The Diplomatic Conference for the Adoption of the Patent Law Treaty, the WIPO treaty for harmonisation of formal requirements under patent law, has been successfully concluded.
Signature of the new Treaty can be looked upon as a further step towards the harmonisation of substantive patent law. The consensus reached in formal matters shows the continued readiness of the states to put their patent systems on a common footing.
The chairman of the Committee on Patent Law, Paul Laurent (BE), gave the Administrative Council a report on the discussions held by the Committee at its meeting in April. He explained that the aim of the forthcoming revision of the European Patent Convention was to improve the legal security of applicants and the efficiency of procedures, and prepare the ground for future developments, such as the creation of a litigation system for European and, ultimately, Community patents. Another important contribution to this was the transfer of provisions to the Implementing Regulations.

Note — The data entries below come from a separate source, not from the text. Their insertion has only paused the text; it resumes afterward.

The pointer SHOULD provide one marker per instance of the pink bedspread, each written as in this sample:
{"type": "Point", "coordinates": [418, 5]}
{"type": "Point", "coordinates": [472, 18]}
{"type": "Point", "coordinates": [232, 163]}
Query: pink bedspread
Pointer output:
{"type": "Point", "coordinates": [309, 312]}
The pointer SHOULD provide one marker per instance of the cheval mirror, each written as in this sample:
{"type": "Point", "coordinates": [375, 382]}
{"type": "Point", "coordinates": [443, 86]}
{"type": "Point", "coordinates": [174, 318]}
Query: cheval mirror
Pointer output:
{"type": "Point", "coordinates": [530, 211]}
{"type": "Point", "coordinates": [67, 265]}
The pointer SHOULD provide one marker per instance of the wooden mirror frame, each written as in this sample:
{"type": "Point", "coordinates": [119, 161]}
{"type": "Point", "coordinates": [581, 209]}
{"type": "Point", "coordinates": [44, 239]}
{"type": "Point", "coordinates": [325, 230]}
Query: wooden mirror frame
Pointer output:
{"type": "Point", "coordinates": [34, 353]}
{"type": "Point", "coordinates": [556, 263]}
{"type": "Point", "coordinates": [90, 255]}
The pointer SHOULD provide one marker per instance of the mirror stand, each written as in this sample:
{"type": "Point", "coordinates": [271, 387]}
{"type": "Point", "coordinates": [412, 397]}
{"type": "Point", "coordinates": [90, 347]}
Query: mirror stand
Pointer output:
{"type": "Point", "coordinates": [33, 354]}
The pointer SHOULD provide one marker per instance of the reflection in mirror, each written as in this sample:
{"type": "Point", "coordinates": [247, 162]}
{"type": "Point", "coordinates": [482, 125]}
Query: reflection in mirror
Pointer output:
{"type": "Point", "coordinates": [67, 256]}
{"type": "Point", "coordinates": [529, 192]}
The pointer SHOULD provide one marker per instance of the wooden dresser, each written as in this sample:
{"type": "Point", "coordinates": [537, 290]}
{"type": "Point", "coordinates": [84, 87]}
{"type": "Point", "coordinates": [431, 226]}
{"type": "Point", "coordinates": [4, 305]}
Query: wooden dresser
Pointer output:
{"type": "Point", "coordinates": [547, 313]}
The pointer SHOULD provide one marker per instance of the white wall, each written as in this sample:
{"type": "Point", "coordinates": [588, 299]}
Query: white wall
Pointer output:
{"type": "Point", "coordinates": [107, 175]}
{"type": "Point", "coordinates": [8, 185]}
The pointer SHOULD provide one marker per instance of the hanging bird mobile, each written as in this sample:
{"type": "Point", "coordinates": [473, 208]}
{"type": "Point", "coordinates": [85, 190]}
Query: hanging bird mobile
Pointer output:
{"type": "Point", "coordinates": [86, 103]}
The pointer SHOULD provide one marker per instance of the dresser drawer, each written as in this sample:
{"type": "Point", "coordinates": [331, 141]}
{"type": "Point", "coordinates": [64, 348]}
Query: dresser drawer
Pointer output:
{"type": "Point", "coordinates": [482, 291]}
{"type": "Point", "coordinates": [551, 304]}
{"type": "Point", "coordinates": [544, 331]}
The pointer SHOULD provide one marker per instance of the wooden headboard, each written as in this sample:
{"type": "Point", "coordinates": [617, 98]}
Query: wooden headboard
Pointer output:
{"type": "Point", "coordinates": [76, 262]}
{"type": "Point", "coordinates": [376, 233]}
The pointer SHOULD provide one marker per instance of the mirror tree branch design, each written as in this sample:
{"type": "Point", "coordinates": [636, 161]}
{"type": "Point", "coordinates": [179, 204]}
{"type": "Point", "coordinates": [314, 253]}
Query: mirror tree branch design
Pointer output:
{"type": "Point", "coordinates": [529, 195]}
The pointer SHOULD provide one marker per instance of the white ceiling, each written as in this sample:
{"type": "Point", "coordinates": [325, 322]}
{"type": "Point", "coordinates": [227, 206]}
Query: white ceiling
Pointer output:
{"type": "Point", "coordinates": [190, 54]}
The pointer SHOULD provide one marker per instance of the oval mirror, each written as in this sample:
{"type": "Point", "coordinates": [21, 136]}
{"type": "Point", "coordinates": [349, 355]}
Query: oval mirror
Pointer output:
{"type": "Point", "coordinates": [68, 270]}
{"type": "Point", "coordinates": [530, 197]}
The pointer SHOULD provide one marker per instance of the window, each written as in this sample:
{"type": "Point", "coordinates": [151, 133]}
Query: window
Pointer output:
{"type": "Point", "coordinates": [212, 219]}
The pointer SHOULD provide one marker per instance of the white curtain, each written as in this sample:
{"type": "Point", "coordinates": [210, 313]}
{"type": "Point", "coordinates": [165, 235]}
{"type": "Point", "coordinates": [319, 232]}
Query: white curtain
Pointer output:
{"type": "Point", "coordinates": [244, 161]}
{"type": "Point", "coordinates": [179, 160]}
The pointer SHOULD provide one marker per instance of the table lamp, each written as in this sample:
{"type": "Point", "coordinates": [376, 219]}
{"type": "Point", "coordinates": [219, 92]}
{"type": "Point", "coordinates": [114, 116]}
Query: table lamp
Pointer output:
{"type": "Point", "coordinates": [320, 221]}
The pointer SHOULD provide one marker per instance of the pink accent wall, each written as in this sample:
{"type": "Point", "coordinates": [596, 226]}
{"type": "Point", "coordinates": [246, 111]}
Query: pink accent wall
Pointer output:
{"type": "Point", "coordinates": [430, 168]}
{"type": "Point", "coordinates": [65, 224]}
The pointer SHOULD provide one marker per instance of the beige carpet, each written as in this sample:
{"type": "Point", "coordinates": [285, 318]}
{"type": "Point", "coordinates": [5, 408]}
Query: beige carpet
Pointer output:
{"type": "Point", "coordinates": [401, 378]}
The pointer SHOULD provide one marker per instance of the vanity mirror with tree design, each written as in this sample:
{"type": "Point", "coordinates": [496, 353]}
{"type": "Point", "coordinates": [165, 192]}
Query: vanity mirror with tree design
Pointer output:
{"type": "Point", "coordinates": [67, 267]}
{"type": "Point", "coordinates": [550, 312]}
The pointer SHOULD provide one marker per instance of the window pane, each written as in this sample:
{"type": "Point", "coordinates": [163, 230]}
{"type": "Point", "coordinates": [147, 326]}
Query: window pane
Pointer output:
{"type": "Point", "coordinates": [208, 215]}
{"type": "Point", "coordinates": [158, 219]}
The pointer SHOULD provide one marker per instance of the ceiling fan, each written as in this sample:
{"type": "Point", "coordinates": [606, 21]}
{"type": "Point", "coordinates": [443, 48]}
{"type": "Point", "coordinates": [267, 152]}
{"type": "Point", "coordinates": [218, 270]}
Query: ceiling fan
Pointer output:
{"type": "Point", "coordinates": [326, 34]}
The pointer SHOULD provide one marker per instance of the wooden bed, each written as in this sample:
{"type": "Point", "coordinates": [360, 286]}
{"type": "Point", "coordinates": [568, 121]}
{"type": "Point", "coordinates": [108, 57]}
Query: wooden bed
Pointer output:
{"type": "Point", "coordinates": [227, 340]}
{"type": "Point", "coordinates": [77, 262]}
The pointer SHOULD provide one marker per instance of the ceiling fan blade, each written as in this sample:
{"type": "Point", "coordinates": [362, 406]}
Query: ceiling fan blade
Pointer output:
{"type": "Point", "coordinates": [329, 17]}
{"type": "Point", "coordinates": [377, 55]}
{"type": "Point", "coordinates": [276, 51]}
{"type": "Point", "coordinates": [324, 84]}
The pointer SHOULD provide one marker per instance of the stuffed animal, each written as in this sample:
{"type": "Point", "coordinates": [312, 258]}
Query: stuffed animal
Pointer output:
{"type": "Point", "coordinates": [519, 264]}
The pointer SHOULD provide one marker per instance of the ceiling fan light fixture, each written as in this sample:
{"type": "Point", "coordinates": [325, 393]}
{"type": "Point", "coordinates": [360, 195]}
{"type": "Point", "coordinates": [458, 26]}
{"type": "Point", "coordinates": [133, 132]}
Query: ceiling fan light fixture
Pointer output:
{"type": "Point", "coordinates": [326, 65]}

The Council took note of the opinion papers on the grace period which it had commissioned from Professor J. Straus and Mr J. Galama and decided to submit the opinions to the second intergovernmental conference, which is to be held in London on 15 and 16 October 2000.
The Administrative Council unanimously adopted a declaration regarding the ongoing industrial action in Munich which called upon those taking part to cease their actions forthwith in order to prevent further harm to applicants, the member states and the Office. The representatives of epi and UNICE, who have observer status at Council meetings, fully supported this declaration.

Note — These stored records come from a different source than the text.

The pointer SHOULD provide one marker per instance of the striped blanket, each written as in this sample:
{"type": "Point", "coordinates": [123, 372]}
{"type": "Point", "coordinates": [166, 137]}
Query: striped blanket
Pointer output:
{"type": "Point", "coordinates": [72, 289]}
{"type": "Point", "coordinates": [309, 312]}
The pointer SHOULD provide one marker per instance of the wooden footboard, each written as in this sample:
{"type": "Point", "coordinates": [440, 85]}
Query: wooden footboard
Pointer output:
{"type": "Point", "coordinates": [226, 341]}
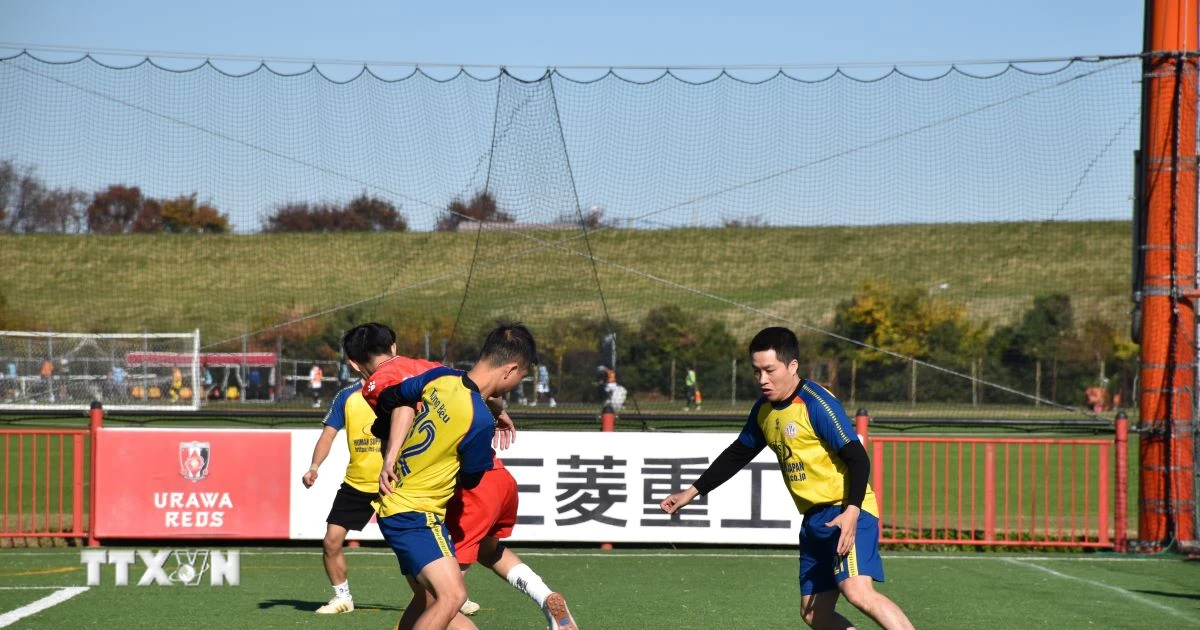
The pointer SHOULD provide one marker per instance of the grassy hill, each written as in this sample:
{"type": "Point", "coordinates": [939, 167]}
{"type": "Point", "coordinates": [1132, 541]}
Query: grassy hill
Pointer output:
{"type": "Point", "coordinates": [226, 285]}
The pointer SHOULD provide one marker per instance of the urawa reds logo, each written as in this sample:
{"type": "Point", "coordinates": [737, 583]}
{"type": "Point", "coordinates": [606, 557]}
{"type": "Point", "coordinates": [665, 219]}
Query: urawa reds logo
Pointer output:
{"type": "Point", "coordinates": [193, 460]}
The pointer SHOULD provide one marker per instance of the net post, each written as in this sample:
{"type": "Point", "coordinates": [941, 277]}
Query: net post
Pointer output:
{"type": "Point", "coordinates": [1120, 516]}
{"type": "Point", "coordinates": [96, 420]}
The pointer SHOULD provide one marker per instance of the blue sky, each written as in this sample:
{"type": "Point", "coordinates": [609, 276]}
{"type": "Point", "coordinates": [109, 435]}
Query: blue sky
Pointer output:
{"type": "Point", "coordinates": [573, 34]}
{"type": "Point", "coordinates": [682, 162]}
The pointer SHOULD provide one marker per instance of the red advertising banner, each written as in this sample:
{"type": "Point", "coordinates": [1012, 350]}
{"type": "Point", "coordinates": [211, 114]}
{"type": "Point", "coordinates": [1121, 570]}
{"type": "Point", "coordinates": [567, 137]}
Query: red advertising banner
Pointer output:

The Council approved the amendments made to the Rules of Procedure of the Boards of Appeal (see page 316 below) and the amendment to Article 27 of the Regulation on the European qualifying examination for professional representatives before the European Patent Office (see page 320 below).
It also approved a number of Office contracts and endorsed the draft budget of the European School Munich for the 2001 accounting period.
At the close of the meeting, the chairman gave a speech in honour of Renate Remandas (GR), who had to leave her post as Vice-President DG 5 at the end of March 2000 for health reasons. In his speech, he highlighted Mrs Remandas' genuine European character and her pioneering international spirit, and thanked her for her immense contribution to the European Patent Organisation.